E o apoio do governo nesse sentido era forte: havia escritórios brasileiros na Itália que faziam propaganda do Brasil como uma terra de oportunidades. “Os pequenos agricultores vinham com a ideia de que aqui as terras eram baratas, vastas e férteis”, explica Rita. O Brasil também oferecia subsídios para a mudança, como o pagamento do custo da viagem, para incentivar a população italiana. “Foi, de fato, uma campanha migratória do governo brasileiro”.

Mão de obra italiana

A imigração italiana no Brasil teve duas fases. Na primeira, famílias inteiras vieram para trabalhar no campo. Em São Paulo, Minas Gerais e Paraná, o café estava em franca expansão na segunda metade do século XIX e era a principal atividade econômica do Brasil.  No sul do país, os italianos se dedicaram à produção de uva e de vinho, atividades a que já estavam familiarizados. “Diferente do café, que já era um produto consolidado no Brasil, a cultura de uva no Sul do país foi introduzida pelos italianos, que trouxeram o conhecimento do cultivo e as tecnologias de sua terra natal”, explica Rita.

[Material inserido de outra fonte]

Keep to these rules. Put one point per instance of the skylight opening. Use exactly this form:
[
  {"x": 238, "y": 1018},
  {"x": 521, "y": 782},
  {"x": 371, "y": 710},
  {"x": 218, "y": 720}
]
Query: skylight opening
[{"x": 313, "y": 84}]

Em um segundo momento, no início do século XX, o interesse do governo brasileiro em trazer famílias inteiras diminuiu. Indivíduos passaram a vir, sozinhos, para suprir a demanda das fábricas paulistanas. É a segunda fase da imigração italiana no Brasil, que influenciou a maneira de pensar e de se organizar da mão de obra urbana.

O fluxo de imigração seguiu intenso até a década de 1920, aproximadamente. Fatores diversos, como a eclosão da 1ª Guerra Mundial e o excesso de mão de obra no Brasil, diminuíram o interesse do governo em atrair imigrantes. Na Itália, o processo de saída do país também passou a ser controlado pelo governo, o que dificultou a imigração. As influências da cultura italiana e os costumes desse povo, entretanto, permaneceram como uma das marcas da sociedade brasileira.